Where Pith is reading between the lines
- Runtime monitoring of skill execution behavior may be needed instead of relying on static scans.
- Skill distribution platforms could require additional verification steps such as execution sandboxes.
- The same blending principle could apply to other open agent extension formats beyond skills.
Load-bearing premise
Legitimate skill bodies naturally require privileged tool operations that cause LLM scanners to produce high false-positive rates.
What would settle it
An experiment that measures scanner false-positive rates on clean skills below 30 percent or records POISE attack success rate below 60 percent on the same benchmark would settle the central claim.
Figures
read the original abstract
Agent skills provide a lightweight mechanism for extending general-purpose agents, but their open format exposes them to skill-poisoning attacks. A practically dangerous injection must stay invisible: if executing the payload derails the user's legitimate task, the resulting failure signal invites inspection of the skill. We therefore evaluate attacks by Attack Success Rate, which requires the injected payload to execute and the user's task to still pass its verifier in the same trial.

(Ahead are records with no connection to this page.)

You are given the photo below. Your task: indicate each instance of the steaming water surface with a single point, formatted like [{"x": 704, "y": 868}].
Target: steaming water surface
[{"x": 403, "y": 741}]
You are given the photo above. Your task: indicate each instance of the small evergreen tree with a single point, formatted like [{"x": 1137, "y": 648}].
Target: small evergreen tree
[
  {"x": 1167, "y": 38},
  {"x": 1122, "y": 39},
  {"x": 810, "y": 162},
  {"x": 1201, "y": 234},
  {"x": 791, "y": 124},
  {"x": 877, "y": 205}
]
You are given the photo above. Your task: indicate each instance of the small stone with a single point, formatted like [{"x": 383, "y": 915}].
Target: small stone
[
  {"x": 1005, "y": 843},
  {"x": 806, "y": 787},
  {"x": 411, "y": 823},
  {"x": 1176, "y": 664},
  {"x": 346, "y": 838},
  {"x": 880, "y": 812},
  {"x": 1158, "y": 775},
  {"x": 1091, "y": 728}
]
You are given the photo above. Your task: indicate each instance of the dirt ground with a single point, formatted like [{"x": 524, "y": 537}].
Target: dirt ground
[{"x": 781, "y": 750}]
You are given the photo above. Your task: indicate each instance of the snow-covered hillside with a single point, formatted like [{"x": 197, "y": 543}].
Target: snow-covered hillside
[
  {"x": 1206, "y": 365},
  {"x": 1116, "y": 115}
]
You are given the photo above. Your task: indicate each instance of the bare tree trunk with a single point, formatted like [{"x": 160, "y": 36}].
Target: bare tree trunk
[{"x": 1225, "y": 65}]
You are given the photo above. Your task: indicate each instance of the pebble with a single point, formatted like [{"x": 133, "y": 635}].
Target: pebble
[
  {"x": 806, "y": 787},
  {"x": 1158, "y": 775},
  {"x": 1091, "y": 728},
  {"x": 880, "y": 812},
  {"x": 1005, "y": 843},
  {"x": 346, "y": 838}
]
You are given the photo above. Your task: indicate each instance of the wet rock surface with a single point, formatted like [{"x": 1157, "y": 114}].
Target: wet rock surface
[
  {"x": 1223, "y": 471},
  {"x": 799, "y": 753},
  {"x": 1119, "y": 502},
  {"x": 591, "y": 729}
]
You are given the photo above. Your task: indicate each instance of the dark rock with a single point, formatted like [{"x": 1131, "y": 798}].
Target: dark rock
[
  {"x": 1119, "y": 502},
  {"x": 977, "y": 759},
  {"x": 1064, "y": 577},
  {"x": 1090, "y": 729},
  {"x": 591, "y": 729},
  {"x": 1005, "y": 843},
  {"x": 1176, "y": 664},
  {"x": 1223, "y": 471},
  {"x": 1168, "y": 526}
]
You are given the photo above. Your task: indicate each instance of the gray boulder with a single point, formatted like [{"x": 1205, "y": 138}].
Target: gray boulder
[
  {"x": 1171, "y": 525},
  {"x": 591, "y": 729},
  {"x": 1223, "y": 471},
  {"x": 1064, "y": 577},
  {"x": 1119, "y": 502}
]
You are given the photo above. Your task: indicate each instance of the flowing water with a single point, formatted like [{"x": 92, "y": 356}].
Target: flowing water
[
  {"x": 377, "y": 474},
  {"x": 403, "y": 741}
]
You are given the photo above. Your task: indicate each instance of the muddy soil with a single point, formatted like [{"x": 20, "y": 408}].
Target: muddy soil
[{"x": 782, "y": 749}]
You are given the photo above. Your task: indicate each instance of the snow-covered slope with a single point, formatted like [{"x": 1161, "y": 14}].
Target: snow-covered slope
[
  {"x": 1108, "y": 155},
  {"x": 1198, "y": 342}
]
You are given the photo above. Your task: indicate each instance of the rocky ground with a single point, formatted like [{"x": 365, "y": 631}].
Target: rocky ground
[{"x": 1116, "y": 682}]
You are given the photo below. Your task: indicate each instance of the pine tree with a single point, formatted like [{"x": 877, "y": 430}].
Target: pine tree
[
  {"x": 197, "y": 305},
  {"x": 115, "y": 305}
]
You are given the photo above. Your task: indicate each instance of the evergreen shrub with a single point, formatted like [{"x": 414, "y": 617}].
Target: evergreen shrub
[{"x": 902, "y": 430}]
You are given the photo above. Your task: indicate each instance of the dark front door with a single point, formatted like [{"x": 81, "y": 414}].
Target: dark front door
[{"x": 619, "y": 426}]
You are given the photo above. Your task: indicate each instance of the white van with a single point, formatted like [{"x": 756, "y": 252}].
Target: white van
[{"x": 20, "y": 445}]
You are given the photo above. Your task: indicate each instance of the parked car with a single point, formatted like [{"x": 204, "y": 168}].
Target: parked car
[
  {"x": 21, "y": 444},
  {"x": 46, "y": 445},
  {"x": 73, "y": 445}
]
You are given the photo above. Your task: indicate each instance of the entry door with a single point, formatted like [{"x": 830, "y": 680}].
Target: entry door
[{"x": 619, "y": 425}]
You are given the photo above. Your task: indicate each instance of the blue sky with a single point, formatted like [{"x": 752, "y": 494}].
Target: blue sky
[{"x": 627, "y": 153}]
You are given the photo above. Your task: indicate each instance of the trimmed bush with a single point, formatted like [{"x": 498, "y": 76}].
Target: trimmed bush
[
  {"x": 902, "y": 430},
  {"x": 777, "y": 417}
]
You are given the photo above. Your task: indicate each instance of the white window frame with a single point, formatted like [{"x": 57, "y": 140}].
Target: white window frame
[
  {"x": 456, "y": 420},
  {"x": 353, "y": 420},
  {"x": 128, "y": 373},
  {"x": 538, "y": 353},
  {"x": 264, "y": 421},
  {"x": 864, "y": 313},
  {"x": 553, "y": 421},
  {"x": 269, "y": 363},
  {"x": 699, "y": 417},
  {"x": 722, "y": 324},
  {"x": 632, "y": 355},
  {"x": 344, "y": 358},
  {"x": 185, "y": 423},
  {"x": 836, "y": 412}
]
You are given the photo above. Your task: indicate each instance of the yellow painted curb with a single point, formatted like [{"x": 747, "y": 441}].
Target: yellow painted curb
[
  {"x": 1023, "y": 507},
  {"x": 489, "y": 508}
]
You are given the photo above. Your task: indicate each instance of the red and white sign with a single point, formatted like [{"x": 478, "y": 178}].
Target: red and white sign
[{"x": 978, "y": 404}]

Prior skill-poisoning attacks face a reliability-stealth trade-off under this lens: YAML-header injections are reliably loaded but easily inspected, whereas stealthier body injections that place explicit malicious commands in the skill prose are less reliable because out-of-context commands invite the agent's own suspicion. We introduce POISE, a position-aware attack that compresses the trigger into a single, benign-looking body instruction, placing it at a feasible position and using a context-aware generator to blend it with nearby setup or prerequisite steps. On Skill-Inject with codex+gpt-5.2, POISE achieves an 89.3% ASR, 28.0 points above a random-placement body baseline and 2.6 points above a YAML-only baseline, while retaining the stealth advantage of body placement. That stealth is the decisive margin: because legitimate skill bodies naturally require privileged tool operations, LLM scanners are hyper-sensitive, falsely flagging 74.6% of clean skills on average across four judges and both benchmarks. Blending into these false alarms, POISE causes only 5.6% of poisoned variants to gain a new high-risk alert over their clean baselines, rendering current static defenses ineffective.
Editorial analysis
A structured set of objections, weighed in public.
Referee Report
Summary. The paper introduces POISE, a position-aware attack for skill injection on LLM agents. It compresses malicious triggers into single benign-looking body instructions placed at feasible positions and blended with context via a generator. On the Skill-Inject benchmark with codex+gpt-5.2, POISE reports 89.3% ASR (28 points above random body placement, 2.6 above YAML), while claiming stealth because legitimate skill bodies trigger 74.6% false positives on average across four LLM judges, so POISE adds new high-risk alerts in only 5.6% of cases.
Significance. If the empirical results and the 74.6% FP claim hold under full protocol, the work shows that body-placement attacks can overcome the reliability-stealth tradeoff in open agent skills, rendering static LLM scanners ineffective and highlighting a practical vulnerability in agent extensibility mechanisms.
major comments (3)
- [Abstract] Abstract: The stealth advantage is justified solely by the claim that LLM scanners produce a 74.6% FP rate on clean skills (allowing POISE to add only 5.6% new alerts). No measurement protocol, judge identities, inter-judge agreement, benchmark skill selection criteria, or ablation on scanner prompt wording is supplied, making it impossible to determine whether this rate is a general property of body placement or an artifact of the chosen judges and templates.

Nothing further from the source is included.